Başbakan Erdoğan'dan Gülen'e flaş çağrı! Ey hoca ey hoca eğer yanlışın yoksa...
Başbakan Recep Tayyip Erdoğan AK Parti'nin Burdur mitinginde konuştu. Gündeme dair önemli açıklamalarda bulundu.
Erdoğan'ın konuşmasından satır başları şöyle:
Konuşmamın hemen başında geçtiğimiz hafta Şırnak hudut karakolunda
talihsiz kaza sonucu şehit olan Burdur Kayış köyünden Sezer Çelik’i
rahmetle yad ediyorum. Anne babasına tüm Burdurlu kardeşlerime aziz
milletimize sabır ve başsağlığı diliyorum. Sizlerle bugün belki de
Cumhuriyet tarihimizin en önemli meydan mitinglerinden birini
yapıyoruz. En hayati seçimlerinden bir tanesine gidiyoruz.
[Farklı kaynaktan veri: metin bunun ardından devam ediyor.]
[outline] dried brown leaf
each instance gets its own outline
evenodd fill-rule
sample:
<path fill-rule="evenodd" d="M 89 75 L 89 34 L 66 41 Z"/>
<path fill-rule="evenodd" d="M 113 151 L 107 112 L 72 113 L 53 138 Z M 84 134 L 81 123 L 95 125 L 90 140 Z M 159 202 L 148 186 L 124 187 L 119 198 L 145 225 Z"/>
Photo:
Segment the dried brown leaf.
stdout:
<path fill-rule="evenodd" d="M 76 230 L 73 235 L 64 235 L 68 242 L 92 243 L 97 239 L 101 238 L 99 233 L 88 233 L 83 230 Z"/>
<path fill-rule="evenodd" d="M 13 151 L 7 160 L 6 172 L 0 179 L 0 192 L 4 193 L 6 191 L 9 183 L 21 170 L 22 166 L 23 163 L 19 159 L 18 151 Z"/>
Türkiye ’nin istikametinin belirleneceği son derece kritik bir
seçim eğiriyoruz. 30 Mart seçimlerinde sadece belediye
başkanlarını, meclis üyelerini, muhtarları seçmeyeceğiz. 30 Mart
seçimlerinde 77 milyon hep birlikte ülkemiz için milletimiz için
Türkiyemiz için bir tercihte bulunacağız. Eski Türkiye ile yeni
Türkiye arasında seçim yapacağız. Eski Türkiye demek yeniden
koalisyon dönemleri demektir. Eski Türkiye demek, yeniden kriz
demektir. Eski Türkiye demek yolsuzluk demektir, yoksulluk
demektir, yasaklara dönüş demektir.
Yeni Türkiye demek istikrar demek, güven demektir. Size daha farklı
bir örnek vereceğim. Türkiye’nin dış borcu neydi? Biz geldiğimizde
100 liranın 73 lirası borçtu. Şimdi 100 liranın 35 lirası borç.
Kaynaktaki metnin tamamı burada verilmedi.